A porta seguinte ao refeitório levava a um sanitário coletivo, todo azulejado de branco até o teto: oito cabines, o que achei um tanto exagerado. Mas enfim, com tanta mulher junta, era melhor pecar por excesso. E também havia dezesseis armários de vestiário contra uma parede, pintados de cinza-chumbo.

- Você pode trocar de roupa aqui e levar seu uniforme para lavar à noite ou nos fins de semana - sugeriu, antes de sairmos do recinto.

- E a terceira porta? - Indaguei, apontando para a porta mais próxima das janelas no fundo do salão.

- Ali é "verboten" - disse com uma piscadela. - É o banheiro exclusivo da gerência.
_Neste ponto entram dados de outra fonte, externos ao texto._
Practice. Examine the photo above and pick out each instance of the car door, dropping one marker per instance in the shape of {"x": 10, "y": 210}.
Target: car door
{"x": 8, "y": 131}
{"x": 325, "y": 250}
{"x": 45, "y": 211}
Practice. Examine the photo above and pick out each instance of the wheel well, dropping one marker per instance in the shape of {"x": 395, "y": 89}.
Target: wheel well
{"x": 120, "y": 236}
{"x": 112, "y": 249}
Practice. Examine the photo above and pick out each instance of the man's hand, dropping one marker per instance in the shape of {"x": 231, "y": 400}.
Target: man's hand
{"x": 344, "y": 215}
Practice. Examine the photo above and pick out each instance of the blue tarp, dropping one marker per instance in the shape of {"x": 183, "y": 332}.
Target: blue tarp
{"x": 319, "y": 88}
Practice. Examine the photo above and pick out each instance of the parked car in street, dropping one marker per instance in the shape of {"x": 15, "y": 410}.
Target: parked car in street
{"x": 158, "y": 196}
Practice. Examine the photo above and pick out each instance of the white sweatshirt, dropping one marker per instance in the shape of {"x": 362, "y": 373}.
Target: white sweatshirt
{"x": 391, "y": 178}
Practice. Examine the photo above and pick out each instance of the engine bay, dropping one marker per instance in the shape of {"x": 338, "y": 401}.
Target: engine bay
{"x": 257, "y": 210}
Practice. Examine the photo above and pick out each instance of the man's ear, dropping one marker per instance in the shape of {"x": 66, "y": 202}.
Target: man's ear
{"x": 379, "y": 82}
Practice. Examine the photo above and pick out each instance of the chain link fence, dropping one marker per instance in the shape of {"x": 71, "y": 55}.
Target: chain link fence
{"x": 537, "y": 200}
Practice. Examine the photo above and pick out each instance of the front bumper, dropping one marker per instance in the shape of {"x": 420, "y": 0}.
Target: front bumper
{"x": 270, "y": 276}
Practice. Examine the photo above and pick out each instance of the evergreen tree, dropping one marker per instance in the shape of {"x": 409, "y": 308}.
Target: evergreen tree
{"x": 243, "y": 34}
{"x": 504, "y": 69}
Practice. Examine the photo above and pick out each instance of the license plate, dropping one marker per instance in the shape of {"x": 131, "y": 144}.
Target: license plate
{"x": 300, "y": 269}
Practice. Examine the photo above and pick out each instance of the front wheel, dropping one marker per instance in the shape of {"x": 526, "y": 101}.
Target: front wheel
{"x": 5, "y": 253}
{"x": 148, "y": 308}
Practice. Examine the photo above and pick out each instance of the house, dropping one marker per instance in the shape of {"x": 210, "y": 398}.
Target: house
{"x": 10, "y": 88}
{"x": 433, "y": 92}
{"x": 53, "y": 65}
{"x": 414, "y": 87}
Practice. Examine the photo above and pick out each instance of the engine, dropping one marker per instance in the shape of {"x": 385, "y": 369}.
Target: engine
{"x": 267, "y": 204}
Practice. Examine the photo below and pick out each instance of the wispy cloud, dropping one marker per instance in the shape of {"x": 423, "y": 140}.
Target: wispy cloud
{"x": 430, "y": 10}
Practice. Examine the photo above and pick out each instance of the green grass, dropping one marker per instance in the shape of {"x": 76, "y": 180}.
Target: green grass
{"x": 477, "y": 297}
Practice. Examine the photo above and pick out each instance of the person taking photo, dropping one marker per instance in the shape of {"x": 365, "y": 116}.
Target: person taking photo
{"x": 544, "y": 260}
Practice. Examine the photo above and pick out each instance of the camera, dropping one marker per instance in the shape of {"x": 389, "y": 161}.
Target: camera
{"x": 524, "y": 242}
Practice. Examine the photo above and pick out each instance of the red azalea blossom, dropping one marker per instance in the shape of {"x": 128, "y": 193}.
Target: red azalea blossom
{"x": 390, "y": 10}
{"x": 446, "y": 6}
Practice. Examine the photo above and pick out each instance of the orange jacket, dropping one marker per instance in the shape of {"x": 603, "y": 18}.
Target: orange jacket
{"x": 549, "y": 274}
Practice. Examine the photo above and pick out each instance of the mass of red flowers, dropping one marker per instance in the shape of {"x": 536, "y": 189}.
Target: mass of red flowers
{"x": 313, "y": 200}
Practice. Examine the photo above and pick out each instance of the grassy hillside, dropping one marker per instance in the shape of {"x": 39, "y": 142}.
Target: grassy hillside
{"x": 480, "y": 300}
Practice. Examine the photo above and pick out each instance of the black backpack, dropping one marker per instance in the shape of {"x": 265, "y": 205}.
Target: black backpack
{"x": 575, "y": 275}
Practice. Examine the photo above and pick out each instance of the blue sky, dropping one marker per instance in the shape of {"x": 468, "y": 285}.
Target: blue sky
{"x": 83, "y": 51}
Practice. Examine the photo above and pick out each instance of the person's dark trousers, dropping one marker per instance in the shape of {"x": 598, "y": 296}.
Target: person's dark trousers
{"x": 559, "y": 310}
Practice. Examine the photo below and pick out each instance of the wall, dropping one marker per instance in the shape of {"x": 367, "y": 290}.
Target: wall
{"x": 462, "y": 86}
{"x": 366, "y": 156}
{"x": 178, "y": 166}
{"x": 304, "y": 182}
Eram quatro gerentes mais a contadora; sem saber quantas cabines havia, as assistentes estavam no lucro, ponderei.

- Certo. Tem mais alguma coisa que eu precise ver?

- Não, você já viu tudo o que havia para ser visto. E quando precisamos fazer uma reunião ou conversar em particular com alguém, usamos o refeitório.

Onde mais seria, pensei; no banheiro?

- Agora, vou lhe apresentar à chefia - disse por fim Delaney.

Mas antes que ela pegasse no meu braço para me levar até a mesa, atrás da qual estava sentada uma matrona loura de seus cinquenta anos, uma voz masculina se sobrepôs à música instrumental que tocava nos alto-falantes ocultos no forro de gesso:

- Concentre-se no trabalho. Esqueça as distrações. Aumente a produtividade.

Olhei para Delaney, surpresa:

- Isso acontece sempre? - Indaguei.

- Isso o quê? - Ela me dirigiu um olhar genuinamente perplexo.

Foi então que percebi que, aparentemente, ninguém mais ali ouvira a tal voz.

- Um barulho... acho que foi na rua - desconversei.

- Ah! - Ela exclamou aliviada. - Isso acontece muito...

E em seguida, me encarando com um olhar estranhamente vazio:

- Esqueça as distrações. Concentre-se no trabalho.